In 2014, PM Modi announced the creation of the NITI Aayog. It was described as the “think tank of the government – a directional and policy dynamo”. India needed to live fiscal federalism – allowing local governments the freedom and resources to perform. Its task was to gaze into the future and come up with clear objectives on which government policymaking could be based.
Over three years, NITI undertook many initiatives – but there was a persistent feeling that it could do more, that it was unable to establish its identity and clear role.

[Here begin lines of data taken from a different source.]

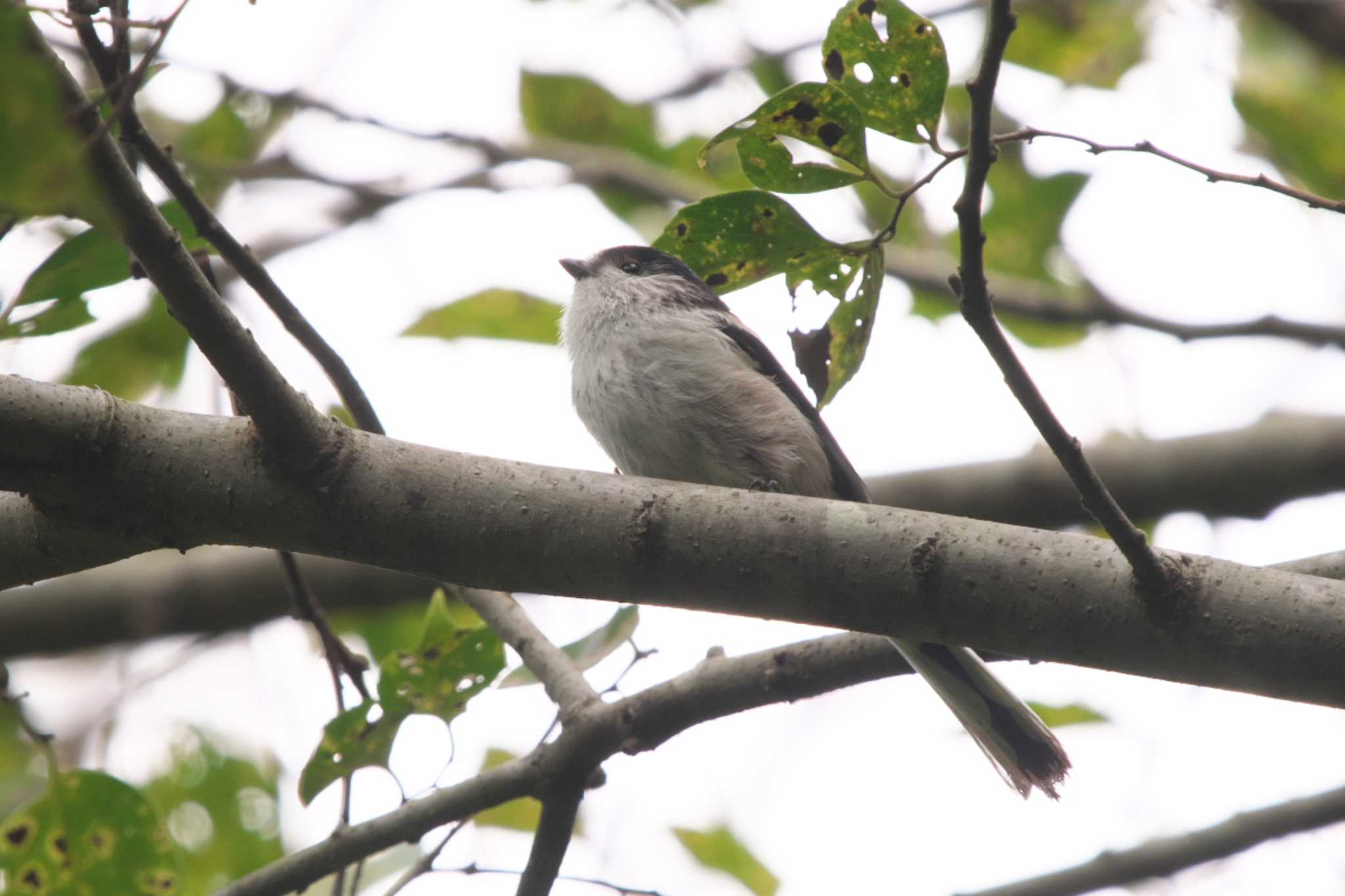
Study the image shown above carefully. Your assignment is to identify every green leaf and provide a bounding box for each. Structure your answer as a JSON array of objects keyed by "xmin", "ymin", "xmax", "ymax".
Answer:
[
  {"xmin": 653, "ymin": 190, "xmax": 868, "ymax": 298},
  {"xmin": 402, "ymin": 289, "xmax": 562, "ymax": 345},
  {"xmin": 822, "ymin": 0, "xmax": 948, "ymax": 142},
  {"xmin": 1233, "ymin": 7, "xmax": 1345, "ymax": 196},
  {"xmin": 144, "ymin": 733, "xmax": 284, "ymax": 896},
  {"xmin": 500, "ymin": 605, "xmax": 640, "ymax": 688},
  {"xmin": 378, "ymin": 589, "xmax": 504, "ymax": 721},
  {"xmin": 701, "ymin": 83, "xmax": 869, "ymax": 194},
  {"xmin": 1005, "ymin": 0, "xmax": 1145, "ymax": 87},
  {"xmin": 1028, "ymin": 700, "xmax": 1111, "ymax": 728},
  {"xmin": 173, "ymin": 96, "xmax": 258, "ymax": 203},
  {"xmin": 0, "ymin": 770, "xmax": 183, "ymax": 896},
  {"xmin": 62, "ymin": 293, "xmax": 191, "ymax": 402},
  {"xmin": 672, "ymin": 825, "xmax": 780, "ymax": 896},
  {"xmin": 519, "ymin": 71, "xmax": 665, "ymax": 160},
  {"xmin": 472, "ymin": 747, "xmax": 538, "ymax": 833},
  {"xmin": 299, "ymin": 700, "xmax": 395, "ymax": 806},
  {"xmin": 789, "ymin": 246, "xmax": 884, "ymax": 407},
  {"xmin": 0, "ymin": 3, "xmax": 112, "ymax": 224}
]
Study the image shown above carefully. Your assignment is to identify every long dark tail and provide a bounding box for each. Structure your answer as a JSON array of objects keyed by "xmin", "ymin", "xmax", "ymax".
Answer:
[{"xmin": 888, "ymin": 638, "xmax": 1069, "ymax": 800}]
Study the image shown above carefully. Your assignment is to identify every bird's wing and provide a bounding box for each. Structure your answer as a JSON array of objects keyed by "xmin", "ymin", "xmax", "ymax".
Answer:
[{"xmin": 717, "ymin": 313, "xmax": 869, "ymax": 503}]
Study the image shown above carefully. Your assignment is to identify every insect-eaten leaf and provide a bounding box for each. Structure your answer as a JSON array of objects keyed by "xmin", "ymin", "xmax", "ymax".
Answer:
[
  {"xmin": 299, "ymin": 700, "xmax": 395, "ymax": 806},
  {"xmin": 822, "ymin": 0, "xmax": 948, "ymax": 142},
  {"xmin": 699, "ymin": 83, "xmax": 869, "ymax": 194},
  {"xmin": 0, "ymin": 770, "xmax": 183, "ymax": 896},
  {"xmin": 1028, "ymin": 700, "xmax": 1111, "ymax": 728},
  {"xmin": 789, "ymin": 246, "xmax": 884, "ymax": 407},
  {"xmin": 653, "ymin": 190, "xmax": 869, "ymax": 298},
  {"xmin": 672, "ymin": 825, "xmax": 780, "ymax": 896},
  {"xmin": 500, "ymin": 605, "xmax": 640, "ymax": 688},
  {"xmin": 62, "ymin": 293, "xmax": 191, "ymax": 402},
  {"xmin": 144, "ymin": 732, "xmax": 284, "ymax": 896},
  {"xmin": 378, "ymin": 589, "xmax": 504, "ymax": 721},
  {"xmin": 402, "ymin": 289, "xmax": 562, "ymax": 345},
  {"xmin": 0, "ymin": 3, "xmax": 112, "ymax": 226}
]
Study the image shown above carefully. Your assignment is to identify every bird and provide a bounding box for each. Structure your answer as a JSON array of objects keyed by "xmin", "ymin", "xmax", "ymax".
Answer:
[{"xmin": 561, "ymin": 246, "xmax": 1070, "ymax": 800}]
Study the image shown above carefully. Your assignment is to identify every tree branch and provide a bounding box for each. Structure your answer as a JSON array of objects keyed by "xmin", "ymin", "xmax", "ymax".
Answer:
[
  {"xmin": 948, "ymin": 0, "xmax": 1182, "ymax": 603},
  {"xmin": 969, "ymin": 787, "xmax": 1345, "ymax": 896},
  {"xmin": 0, "ymin": 376, "xmax": 1345, "ymax": 705}
]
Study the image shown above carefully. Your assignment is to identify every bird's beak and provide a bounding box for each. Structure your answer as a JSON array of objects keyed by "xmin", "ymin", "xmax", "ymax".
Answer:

With recent changes in its composition, one hopes for a more energetic and focused approach which will allow NITI to discard the excess baggage of yojana and embrace a modern less is more philosophy.
Arvind Panagariya’s report discussed cooperative federalism, assistance in policymaking, state reform, privatisation, agriculture marketing, world class universities, lecture series and a tinkering lab. Add commentary from NITI on artificial intelligence, innovation, cyber-security etc. and we have a feast of issues to work on, and a famine of bandwidth to tackle them. Perhaps, it needs to be recognised that the various activities enumerated while launching NITI were suggestive, and didn’t have to be pursued simultaneously.
NITI can look at a 15-year horizon and pick five priorities. Then, it can convert these priorities into missions – delving deep to create a blueprint for policymaking and execution. Finally, through an inverse funnel approach, broaden the impact of the missions by syndicating them to ministries as action programmes. This creates multiple streams all contributing towards the mission objectives.
Meriting consideration for mission status are (i)Agricutural reform: Productivity, farmer returns, employment, (ii)An education platform to realise our demographic dividend and mitigate unemployment, (iii)Empowerment of local government for improved governance and service delivery, and (iv) Using technology to improve the data used for policymaking – thereby releasing human resources for better policy execution.
NITI should follow the private sector’s asset light model. India is blessed with great depth in human capital — theoreticians and practitioners in almost every field. NITI must reduce the permanent set of experts to a minimum and instead invest in the right people for the right subject and for the right period of time on a project basis instead of permanent staff whose expertise may no longer be relevant for the missions at hand.
India desperately needs NITI to be the game-changer it is meant to be. A less is more approach will help NITI get there.